HACER ÖNOĞLU ÜLGER-HABER ÖTESİ
35 yaşındaki Seher Baş, saatlerdir düşünüyordu. Yapmalı mıydı, yapmamalı mıydı? Serebral Palsi hastası bir evladı vardı. Yüzde 99 engelli oğlunu 17 yaşına getirene kadar neler çekmişti. Tüm bu zorluklar yetmiyormuş gibi geçen yıl kocasıyla boşanmasının ardından iyice yalnızlaşmıştı. Denizli'de oğlunun engelli maaşı ile birlikte belediyelerden ve komşulardan gelen yardımlarla geçiniyorlardı. İşte bu yüzden çaresizliğin ne olduğunu çok iyi bilen biri olarak, daha önce kendisini hiç bu kadar umutsuz hissetmemişti.
ÇILDIRMAK ÜZERE
Mutfağa gitti, oğlu Eyüp Öztürk, mutfak masasında oturmuş, yemek saatini bekliyordu. Annesi bir şeyler yedirdikten sonra elini yüzünü temizlediği çocuğunun gözlerinin içine bakarken buldu kendini. Offfff, ne yapacağım? Çıldırmak üzereydi.
OĞLUNU BIRAKMAZ
Bir anda mutfak masasından kalkıp yatak odasına gitti ve gardırobun üzerine sakladığı av tüfeğini alıp mutfağa geri döndü. Son zamanlarda komşularına sık sık intihar edeceğini söyler olmuştu, "Artık dayanamıyorum, bu yük bana ağır geliyor" deyip duruyordu. Komşuları ise Seher'in engelli oğlunu, bu hayatta yapayalnız bırakıp intihar edeceğine ihtimal bile vermiyordu. Boşandığı kocasının daha sonra cezaevine girmesiyle iyice bunalıma girmişti sadece. Düzelirdi, her şey yoluna girerdi.

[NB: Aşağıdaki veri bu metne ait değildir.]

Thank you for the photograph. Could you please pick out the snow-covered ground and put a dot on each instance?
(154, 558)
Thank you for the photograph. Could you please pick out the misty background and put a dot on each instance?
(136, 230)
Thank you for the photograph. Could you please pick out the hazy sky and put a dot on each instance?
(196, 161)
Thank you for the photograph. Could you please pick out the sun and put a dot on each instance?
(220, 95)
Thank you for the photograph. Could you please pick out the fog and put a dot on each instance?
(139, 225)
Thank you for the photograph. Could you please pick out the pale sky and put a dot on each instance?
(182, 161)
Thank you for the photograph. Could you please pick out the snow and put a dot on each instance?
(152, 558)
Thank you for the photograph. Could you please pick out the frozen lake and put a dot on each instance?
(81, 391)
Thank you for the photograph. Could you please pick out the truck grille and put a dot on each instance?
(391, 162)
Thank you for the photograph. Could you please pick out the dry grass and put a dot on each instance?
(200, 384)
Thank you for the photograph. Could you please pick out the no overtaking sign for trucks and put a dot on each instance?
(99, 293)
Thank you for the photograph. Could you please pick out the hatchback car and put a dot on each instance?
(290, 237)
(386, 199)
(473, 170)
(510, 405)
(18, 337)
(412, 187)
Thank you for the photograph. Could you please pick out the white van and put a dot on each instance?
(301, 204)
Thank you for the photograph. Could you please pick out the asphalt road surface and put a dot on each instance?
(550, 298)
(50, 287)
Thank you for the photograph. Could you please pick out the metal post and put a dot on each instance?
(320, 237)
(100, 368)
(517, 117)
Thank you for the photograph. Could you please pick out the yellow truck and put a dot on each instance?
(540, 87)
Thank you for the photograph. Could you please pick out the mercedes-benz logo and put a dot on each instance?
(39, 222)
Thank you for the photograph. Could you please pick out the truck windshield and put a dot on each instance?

Seher oğlunu öylece bırakıp gitmezdi... Bu yüzden Seher'e doktora gitmesini tavsiye etmişti komşuları. Gitmişti ve psikolojik tedavi de görüyordu. Ama ne yaparsa yapsın aklındaki fikirlerden bir türlü kurtulamıyordu. Dikey vaziyette yere koyduğu tüfeğin namlusu kendisine dönüktü. Birazdan kendisini vuracak ve yaşamına veda edecekti.
EYÜP'ÜN GÜLEN YÜZÜ
Tam tetiğe basacakken oğlunun gülümseyen yüzüyle karşılaştı. 17 yaşındaki Eyüp ne yaptığını anlayamadığı annesine gülümseyerek bakıyordu. "Hayır, yapamam. Oğlum yapayalnız kalır. Ona kim bakar? Kimse bakmaz. Benden başka kimse onu bu kadar sevemez, onunla ilgilenmez. Benim masum, melek yavrum" diye geçirdi içinden. Seher o an fikir değiştirip kendisiyle birlikte oğlunu da götürmeye karar verdi. "Onu yalnız bırakırsam zaten fazla uzun yaşamaz" diye düşündü. Av tüfeğini Eyüp'ün kafasına doğrultup birkaç el ateş etti. Eyüp kafasına tüfek doğrultan annesi tetiğe basmadan önce yine gülümsüyordu. Yere düştü Eyüp. Gözyaşlarına boğulan kadın, hiç vakit kaybetmedi. Tüfeği bu kez kendi kafasına doğrulttu ve tetiği çekti.
TEK BAŞINA BIRAKMADI!
Duyulan birkaç el silah sesinin ardından komşuların haber vermesiyle olay yerine gelen polis, anne ve oğlunu ölü buldu. Tıpkı dediği gibi 'oğlunu tek başına bırakıp gitmemişti' Seher. Eyüp'ün hayatıyla ilgili tüm kararları alan annesi, yaşayıp yaşamayacağına da kendisi karar verdi. Her şeyden habersiz Eyüp'ü de kendi karanlığına sürükledi.
"YÜKÜ ÇOK AĞIRDI"
Denizli muhabirimiz Sebahattin Alp, cinnetin yaşandığı mahallenin muhtarı Necdet Kunduracı ile görüştü. Kunduracı aileyi yakından tanıdığını belirterek, "Engelli maaşı alarak geçimlerini sağlıyorlardı. Oğlu hem kilolu hem de hasta olduğu için bakımı zordu. Bazen dışarı çıkmak istiyordu. Pamukkale Belediye Başkanımızla görüşüp ihtiyaçlarını gidermeye çalışıyorduk" dedi. Gazetecilerin, "Neden intihar etmiş olabilir?" sorusuna ise, "Yükü çok ağırdı, psikolojik olabilir" dedi.